Dessa forma, as universidades e os centros de pesquisas, particulares ou públicos, passam também a ser agentes da globalização da economia, mesmo que contra o espírito conservador da tradição universitária.
Em 31 de dezembro de 1994, entrou em vigor, no Brasil, o decreto 1.355, que promulga o chamado acordo TRIPs, instrumento da globalização da propriedade industrial.
A lei brasileira de propriedade industrial – lei 9.279, de 1996 –, incorpora as normas do acordo internacional a que o Brasil aderiu. Todas as formas de propriedade intelectual, incluindo os chamados setores emergentes, passam a receber tutela em forma de propriedade.
Esse novo espírito foi objeto de análise em livro editado em 1994, de autoria de Fred Warshofsky, sob o título The patent wars: the battle to own the world’s technology.
A propriedade intelectual se tornou a nova riqueza das nações, portanto é preciso adaptar-se aos novos tempos.
De um lado, como usuários do sistema, os centros de pesquisas necessitam tomar consciência da competição e organizar-se internamente para esse fim.

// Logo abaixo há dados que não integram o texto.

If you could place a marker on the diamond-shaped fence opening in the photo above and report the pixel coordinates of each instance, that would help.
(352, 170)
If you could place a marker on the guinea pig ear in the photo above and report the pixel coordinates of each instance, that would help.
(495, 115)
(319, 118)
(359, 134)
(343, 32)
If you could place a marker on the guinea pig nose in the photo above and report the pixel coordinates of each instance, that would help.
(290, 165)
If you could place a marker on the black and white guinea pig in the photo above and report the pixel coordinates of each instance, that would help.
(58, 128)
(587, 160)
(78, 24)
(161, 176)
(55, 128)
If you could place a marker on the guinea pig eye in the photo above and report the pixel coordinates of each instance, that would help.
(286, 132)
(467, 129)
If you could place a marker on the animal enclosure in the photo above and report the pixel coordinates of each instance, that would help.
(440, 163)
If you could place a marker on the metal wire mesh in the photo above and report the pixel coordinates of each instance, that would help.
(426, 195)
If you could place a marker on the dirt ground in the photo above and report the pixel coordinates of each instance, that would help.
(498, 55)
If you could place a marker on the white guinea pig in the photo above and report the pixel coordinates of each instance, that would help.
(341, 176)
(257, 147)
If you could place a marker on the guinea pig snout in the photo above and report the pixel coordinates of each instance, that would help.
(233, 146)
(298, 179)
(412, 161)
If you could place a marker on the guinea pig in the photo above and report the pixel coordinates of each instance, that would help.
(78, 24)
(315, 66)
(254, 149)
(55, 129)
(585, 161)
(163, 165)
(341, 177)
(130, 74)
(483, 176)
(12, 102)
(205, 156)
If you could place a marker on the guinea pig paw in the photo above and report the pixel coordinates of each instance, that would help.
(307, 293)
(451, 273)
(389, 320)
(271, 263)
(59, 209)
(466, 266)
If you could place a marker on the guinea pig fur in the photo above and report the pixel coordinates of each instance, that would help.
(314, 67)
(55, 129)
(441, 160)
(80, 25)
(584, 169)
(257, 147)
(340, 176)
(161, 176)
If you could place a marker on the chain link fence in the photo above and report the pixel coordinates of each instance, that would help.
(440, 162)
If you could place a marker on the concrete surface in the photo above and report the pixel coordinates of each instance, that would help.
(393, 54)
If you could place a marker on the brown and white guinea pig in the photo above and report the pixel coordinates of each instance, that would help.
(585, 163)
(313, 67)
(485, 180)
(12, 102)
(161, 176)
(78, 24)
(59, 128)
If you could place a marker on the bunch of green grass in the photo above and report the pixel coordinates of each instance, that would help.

Do outro lado, estão os órgãos administrativos de concessão de direitos de propriedade intelectual: o INPI e os diversos órgãos descentralizados de registro de direitos de autor.
É preciso que o governo federal se conscientize de que o INPI não é mais um simples órgão administrativo de registros cartoriais, mas um instrumento de política econômica nos novos tempos. Um ponto positivo é o fato de o INPI ter aproximado-se funcionalmente do Cade para a repressão do abuso do poder econômico exercido por meio de direitos de propriedade industrial. Mas o INPI necessita de urgente apoio do governo federal para que possa exercer eficientemente sua relevante função social e econômica, a começar pela instalação de sua sede legal em Brasília.
No entanto, a propriedade intelectual não se restringe à propriedade industrial. O Brasil possui um sistema sui generis de registro descentralizado de direitos de autor, com exceção dos direitos autorais sobre programas de computador, que foram delegados ao INPI pelo Conselho Nacional de Direito Autoral.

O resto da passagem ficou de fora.